Espero, de corazón, que la receptora los acoja con gusto.

Detalles, aquí.

lunes, 13 de febrero de 2017

Tejiendo en febrero

Puedo decir con orgullo que últimamente estoy sacando bastante tiempo para tejer. A días más, a días menos, no depende de mí. Pero sí que me gestiono mejor y, por eso, he podido adelantar bastante. Sigo tejiendo sólo 3 proyectos a la vez.

Manta multicolor:



Mi proyecto de fines de semana, aunque llevo un par de semanas sin tocarla por diversos motivos. Después de sondear opiniones por aquí, decidí que no podía ser una buena manta para que el vikingo se llevara a hacer la siesta al cole, así que seguramente gobernará su cama de "niño mayor", si es que ese día llegara.
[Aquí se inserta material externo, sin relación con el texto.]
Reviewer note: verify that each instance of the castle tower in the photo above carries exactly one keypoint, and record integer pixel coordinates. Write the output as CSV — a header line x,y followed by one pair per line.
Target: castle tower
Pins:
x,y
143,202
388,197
Para el cole está usando esta tan bonita que le tejió Naderiadefil cuando yo estaba embarazada. Y la nuestra, de colorines, avanza ya sin prisa.

Geek Socks:



Oh my Dog, estos estan siendo LOS CALCETINES. Los estoy tejiendo tan a gusto y tan rápido, qué manera de disfrutar tejiendo! Y lo mejor de ellos aún está por llegar... pero no puedo decir nada más. Son mi proyecto viajero.

Afmaeli:



Es mi proyecto del día a día, el que sólo saco cuando tengo un rato entre el estrés de la semana, por eso no voy muy avanzada. Muchas de mis compañeras del KAL han terminado o están a punto, yo justo acabo de empezar las mangas (las dos a la vez, por supuesto).